Abstract
The power of Java as a universal programming language combined with XML as the universal data format today forms the basis for many highly productive software applications. The standard APIs typically used here are DOM and SAX. The presentation shows how these well known interfaces can be extended just a little to take them to new levels of applicability. Where mission critical XML/SGML content is managed within a database system, added value like access control, locking, check-in / check-out and versioning of entire documents or parts of documents must be and can be achieved without leaving the "common sense" of DOM and SAX too far behind.
Following an explanation of the chosen approach and a discussion of pros and cons, a live demo will be held to show how the usage of standard interfaces also allows for seamless integration with available open source systems like "Cocoon" for dynamic and flexible publishing from database content.
Keywords
Table of Contents
Virtually everybody who needs to write a program that processes XML formatted data today (and who isn't?) is using the Document Object Model (DOM) and/or Simple API for XML (SAX) programming interfaces to access and manipulate the data. DOM is an official W3C recommendation, published by the World Wide Web Consortium (see http://www.w3.org/DOM), whereas SAX is a "de facto" standard, originally specified as a Java-only API but meanwhile ported to many other programming environments. (see http://www.saxproject.org)
As these two API's follow very different approaches for representing XML content, together they both form the perfect "toolbox" to tackle virtually any task when it comes to processing XML formatted data. DOM presents the data-content to a program in the form of "Nodes" of different types and thus provides an object-oriented view of the data-structure for working on that structure in the programs main memory. The SAX on the other hand is better suited for an event based processing of large sets of data that can be processed "one by one", e.g. in transformation tasks.
Because DOM and SAX have these quite distinct fields of application, for Java they were both put together to form the so called Java API for XML processing (JAXP) which has been around for some time already and since Java 1.3 is an official part of Sun's Java 2 Standard Edition (J2SE)
Following is an example of how a Java program might access a XML document through the DOM API
Figure 1.
import org.w3c.dom.*;
import javax.xml.parsers.*;
public class Example1
{
public void main(String[] args)
throws Exception
// exception handling ommitted for clarity
{
DocumentBuilder aBuilder =
DocumentBuilderFactory.newInstance().newDocumentBuilder();
Document aDocument = aBuilder.parse(new
java.io.File("Shakespeare.xml"));
NodeList fTopNodes = aDocument.getDocumentElement().
getChildNodes();
for (int i = 0; (i < fTopNodes.getLength()); ++i) {
Node aNode = fTopNodes.item(i);
System.out.println(aNode.getNodeName() +
" - " + aNode.getNodeValue());
}
}
}
Example1: DOM programming
For classical, client-server access from a Java program to a relational database of course there is the Java Database Connectivity (JDBC) API. By providing generic, standardized access methods to the database, JDBC allows for as much database-vendor independence as possible when it comes to retrieving data from and writing data to a relational database from a Java program. However, JDBC still allows passing database-vendor proprietary SQL statements to the database and thus making use of proprietary database features - be it for the better or worse.

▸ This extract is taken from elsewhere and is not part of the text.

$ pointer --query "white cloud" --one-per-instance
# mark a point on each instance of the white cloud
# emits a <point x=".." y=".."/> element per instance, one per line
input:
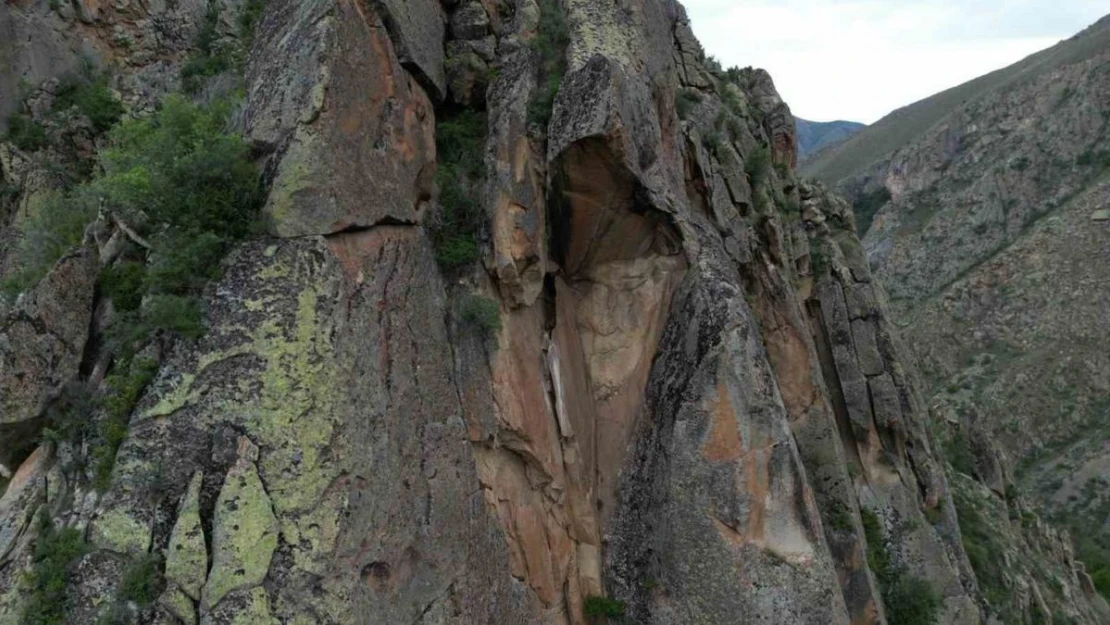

JDBC meanwhile is in version 3.0 and also an integral part of Sun's J2SE. Following is an example of how JDBC access from a Java program might look:
Figure 2.
import javax.sql.*;
public class Example2
{
public void main(String[] args)
throws Exception
// exception handling ommitted for clarity
{
// assuming properties 'jdbc.drivers' is set to
// suit run-time environment
Connection aConnection = DriverManager.getConnection(
"jdbc:mysql:Shakespeare", "scott", "tiger");
ResultSet aResultSet = aConnection.createStatement().
executeQuery("SELECT * FROM play");
while (aResultSet.next()) {
System.out.println(aResultSet.getString(
"TITLE") + ", " +
aResultSet.getString("PREMIERE"));
}
aConnection.close();
}
}
Example2: JDBC programming
With the growing acceptance of XML formats for mission critical data the need for secure and reliable storage management of that data becomes more and more apparent. With it's "Content Management Suite" Sörman Information (the company the author works for) provides such a system that combines the virtues of XML (as well as SGML) with the well established Atomicity, Consistency, Isolation, Durability (ACID) functionalities of a database management system.http://cms.sorman.com
This screenshot of the so called "ContentClient" connected to that database might give an idea of the logical database structure:
The treeview on the left shows the overall structure of the database content. The stored documents are organized in a customized folder hierarchy that might resemble a directory structure in the filesystem. Contrary to the filesystem however, the transition from the folder-structure into any document inherent structure (as defined by the documents DTD) is transparent. The user can traverse down to any component of every document she has access rights to and simply view it's content (as shown in the bottom pane) or invoke some action like check-out/check-in for updating only this single document part. The listview on the right side shows the last actions performed on the children of the currently selected node. (but don't worry - we do not really rewrite Shakespeare's work at Sörman)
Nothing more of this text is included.